The circumstances we are in activates the flight or fight response. It’s a new thing we haven’t been through before, and it is scary for individuals.

“If you’re feeling completely wiped out, you’re not alone. “Fatigue is a very common reaction to stress of all kinds, and for sure a chronic stress that is impactful on many areas of life and lasts a long time, like what we are experiencing in a very new way with COVID-19,” – Jason Moser, Ph.D. Michigan State University

Chief Rael explains The most important thing is to realize you do not need to go through this alone. engage with others. Connect with others, use the applications, Facetime, Facebook, Messengers, call on the phone. Right now it’s important to connect with others and to talk. It helps us cope.

Director Bravo also reinforces this: “Though physical visits may not be possible currently, make extra effort to text, call, video chat, write letters, send gifts, or other creative ways to interact with people in your circles. This is also an opportunity to make connections through online communities”

Try to limit the amount of news you consume. Right now we are all glued to the news. It is important for us to all stay up to date with what is happening in the world, but news is best used as a tool to help us make responsible decisions. If you have enough information to begin making the necessary changes in our lives given current events, it may be a healthier decision to unplug from the constant flow of information. 

Valley Behavioral Health

Make sure you get regular exercise. Being isolated can cause you to not get the kind of exercise you need. Time can become a blur.

Joshua Bravo adds to this, “There is comfort that comes from predictability, cleanliness, and organization. Protecting the habits and routines that help us stay healthy and feel productive can promote self-esteem and self-worth.”

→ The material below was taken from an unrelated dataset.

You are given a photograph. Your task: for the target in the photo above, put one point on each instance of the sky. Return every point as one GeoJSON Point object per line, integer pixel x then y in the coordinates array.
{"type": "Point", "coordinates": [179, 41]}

Here at we help each other, every hour we have “move your body,” where no matter what we are doing we stop and get up and move a little bit. Our managing editor came up with the idea. Julie Rael said we did ourselves a good turn there. Do what you can to stay mindful of your situation.

She recommends a technique called square breathing. Square breathing is when you take a breath in four counts, pausing for four counts, breathing out for four counts, pausing for four counts. Practice the cycle for about a minute. It helps counter your body’s response to the stressors we are encountering.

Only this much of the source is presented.